We had the privilege of being guided through one of those homes on Saturday. We marvelled at the beauty of the deep window sills, a feature of stone buildings. The limestone exterior was beautifully dressed, the rooms, one leading into another without benefit of a connecting hallway, led us into another architectural era entirely, one pleasing to the eye and sensibly envisaged. One entire side of the house is blessed with a covered porch, with a roofline of its very own, beside which was a later addition; a roomy two-car garage.
The first floor is comprised of a small, modernized kitchen, beyond which is a laundryroom and a powder room. From the kitchen there is direct access to a fairly large dining room and leading directly from it, the living room. In fact, entering from the front door the living room is on the right, the dining room on the left, and the kitchen beyond it. Off the living room is a study/office.
Upstairs, there is a large bathroom with all modern appliances suitable for up-to-date plumbing. At the head of the stairs there is a small, roomy area and radiating out from the staircase are three bedrooms, and a sitting room. The original panelling is beautiful, the interior is immaculate with fresh paint and period-appropriate wallpaper. And the rooms are furnished with pieces of furniture of the period that the house itself represents; some given to the couple owning the home by her parents, avid collectors of Canadiana a half-century earlier, and some since acquired.
In the back, beyond the house was a driveshed, where implements such as tractors are kept, necessities in managing an acreage of that size. The owners have been busy in the short time since they bought and moved into their heritage home, cutting walking trails through the nearby bush. Soon after moving in they had a white picket fence built around the front of the property, which sits adjacent a highway, and two minutes' drive from a small town. That the house sits on a large acreage comprised of fifty percent each bush and tillable land for a total of 70 acres, represents another vast bonus. The land, the watershed of the South Nation River is flat, resulting in a vast sky landscape.
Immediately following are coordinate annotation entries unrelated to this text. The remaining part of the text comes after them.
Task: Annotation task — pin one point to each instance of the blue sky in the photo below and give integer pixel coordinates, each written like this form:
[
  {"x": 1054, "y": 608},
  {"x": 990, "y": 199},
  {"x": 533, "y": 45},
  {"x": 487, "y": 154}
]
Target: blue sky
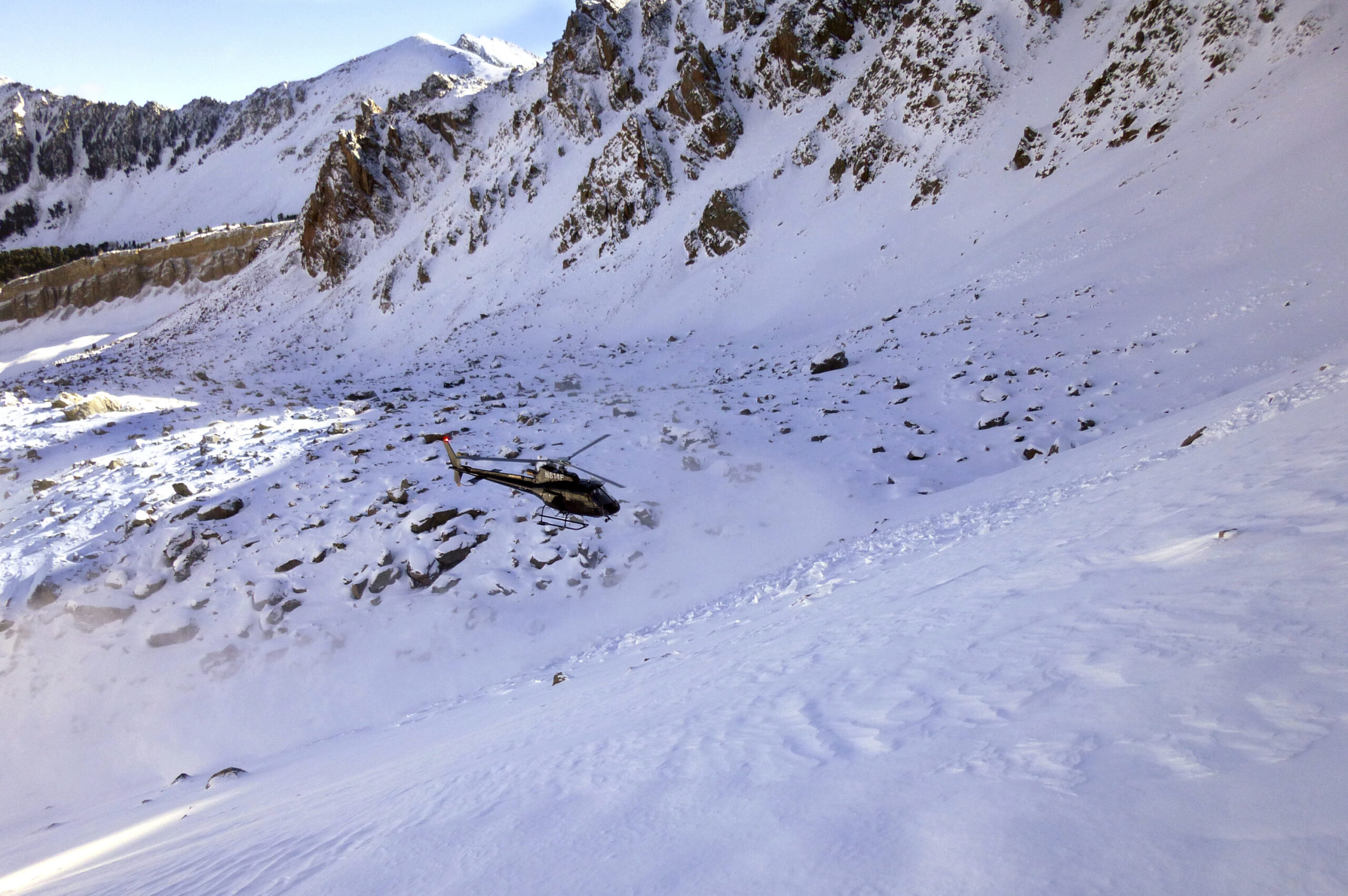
[{"x": 176, "y": 52}]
Close by the house grow gigantic old honey-locusts, and nearby the house are also beautiful old flowering crab trees. Beyond, in the bush, which is likely of third-growth generation at the very least, poplars predominate, along with native buckthorn, cedars, wild grape vines, a proliferation of dogwood and maples; further off on other acreage of bush are where conifers have regenerated.
And oh yes, besides our daughter and her partner, our granddaughter lives there awaiting resumption of her university year in Toronto. There are also, on the exterior very large enclosures where eleven dogs, most of them now quite elderly, enjoy the out-of-doors when they're not being taken for walks on the acreage, using the newly-cut trails. Two cats live there as well.